Writing a virtual version of a particular piece of hardware for this purpose is not as hard as it might look.

First, the point is not to reproduce accurately how the hardware works, but rather how it behaves from the operating system point of view: the hardware is a black box that the OS talks to.

Second, it’s not necessary to have a complete emulation of the hardware, there’s no need to support every single feature, particularly if your software is not going to use it. The emulation can start with the basic functionality and then grow as needed.

The FMC TDC, for example, is an FMC card which is in our case connected to a PCIe bridge called SPEC (also available in the Open Hardware repository).

We need to emulate both cards in order to have a working system, but the emulation is, at the moment, treating both as if they were just one, which makes it a bit easier to have a prototype and from the device driver point of view doesn’t really make a difference.

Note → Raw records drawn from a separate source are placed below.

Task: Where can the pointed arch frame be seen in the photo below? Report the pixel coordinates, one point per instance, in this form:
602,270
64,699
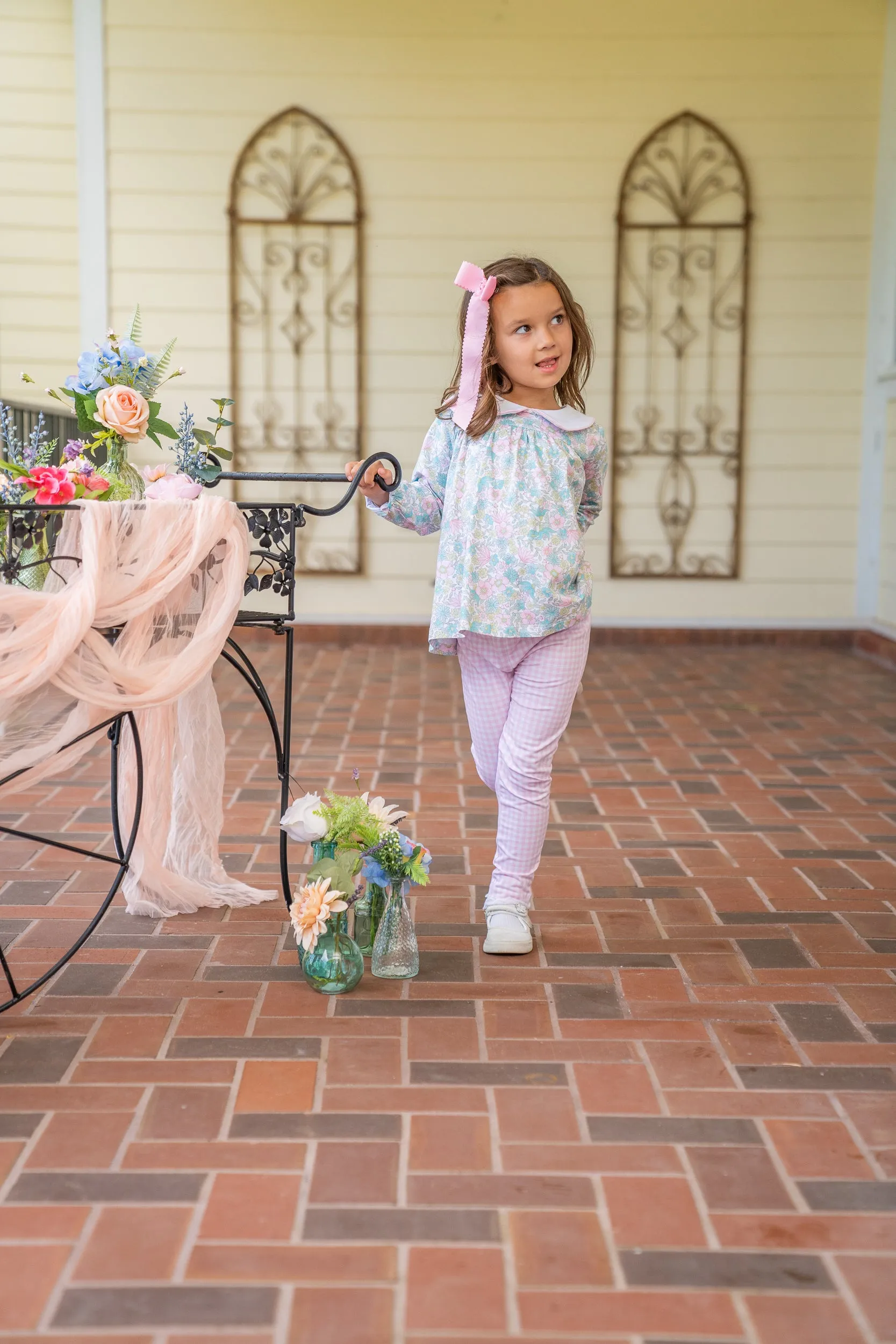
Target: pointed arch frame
684,206
331,208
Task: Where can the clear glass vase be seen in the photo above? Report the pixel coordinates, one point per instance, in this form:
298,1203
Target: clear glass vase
335,964
369,912
396,953
125,480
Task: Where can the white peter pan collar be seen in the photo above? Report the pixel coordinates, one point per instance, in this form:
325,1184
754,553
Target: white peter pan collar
564,417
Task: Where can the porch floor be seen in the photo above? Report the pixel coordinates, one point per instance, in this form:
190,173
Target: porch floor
673,1121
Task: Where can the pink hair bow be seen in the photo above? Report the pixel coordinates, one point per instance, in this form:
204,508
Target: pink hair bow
477,319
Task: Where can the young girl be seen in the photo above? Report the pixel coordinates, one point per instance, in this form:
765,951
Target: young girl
512,472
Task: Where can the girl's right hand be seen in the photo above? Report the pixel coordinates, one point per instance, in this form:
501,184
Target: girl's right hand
369,487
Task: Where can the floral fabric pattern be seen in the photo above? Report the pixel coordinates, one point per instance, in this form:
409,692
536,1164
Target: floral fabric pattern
512,507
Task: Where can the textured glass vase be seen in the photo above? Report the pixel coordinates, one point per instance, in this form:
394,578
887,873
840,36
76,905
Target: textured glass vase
396,953
369,912
334,966
125,480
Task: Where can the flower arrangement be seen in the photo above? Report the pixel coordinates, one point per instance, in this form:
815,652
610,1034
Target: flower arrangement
364,834
311,910
113,396
26,475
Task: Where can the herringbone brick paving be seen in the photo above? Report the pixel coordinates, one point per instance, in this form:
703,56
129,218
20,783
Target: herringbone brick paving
673,1121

Later the emulation can be split in two as I did with with TPCI200 and IP-Octal 232. This would allow us to support more FMC hardware without having to rewrite the bridging code.

There’s also code in the emulation to force different kind of scenarios that we are using to test if the driver behaves as expected and handles errors correctly. Those tests include the simulation of input in the any of the lines, simulation of noise, DMA errors, etc.

Tests

And we have written a set of test cases and a continuous integration system, so the driver is automatically tested every time the code is updated. If you want details on this I recommend you again to read Miguel’s post.